A major global calamity — like a new Korean War, a messy breakup of the European Union or a surge in oil prices — could trigger a recession, but forecasting exactly when is an extremely murky business, said Joachim Fels, a Pimco managing director and global economic adviser.

"Everybody knows that it is impossible to forecast the ups and downs of the business cycle several years ahead," Fels wrote in 2016.

Is it too late to buy a home?

Veling, the Brea industry analyst and consultant, has advised renters for the past four years to get into the housing market while interest rates and prices still are low.

"All those who did not act are in a world of hurt," Veling said. But, he added, it's not too late.

"Anybody who buys houses today will probably be fine," provided they treat it as an asset, he said. "It still boils down to buy what you can afford."

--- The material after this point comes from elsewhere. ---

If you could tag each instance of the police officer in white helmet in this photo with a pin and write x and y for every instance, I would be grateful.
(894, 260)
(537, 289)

While it's definitely more expensive to buy a home today than it was a few years back, the cost of buying will be even greater down the road, added Wei, the CAR economist.

"If you wait, home prices probably will go up about 8 percent or so in the next couple of years. Plus you're probably going to see some increase in mortgage rates," he said.

For example, Wei predicted mortgage rates will go up half a percentage point this year and half a percentage point next year.

"You're most likely seeing an increase of 10 percent or 12 percent in your mortgage payment" if you wait, Wei said.

Seasonal price fluctuations mean home shoppers do get a bit

of a breather during the latter half of the year, when home buying slows and prices dip slightly.

For example, Southern California home prices for deals signed in December averaged 3 percent less than deals signed the preceding spring, CoreLogic figures show. In Orange County, prices averaged 2.5 percent less.

"If you see something you are interested in and you can afford it — maybe not a single-family home, but a condo or a townhome — (buy it) and start building equity," Wei said. "I wouldn't wait."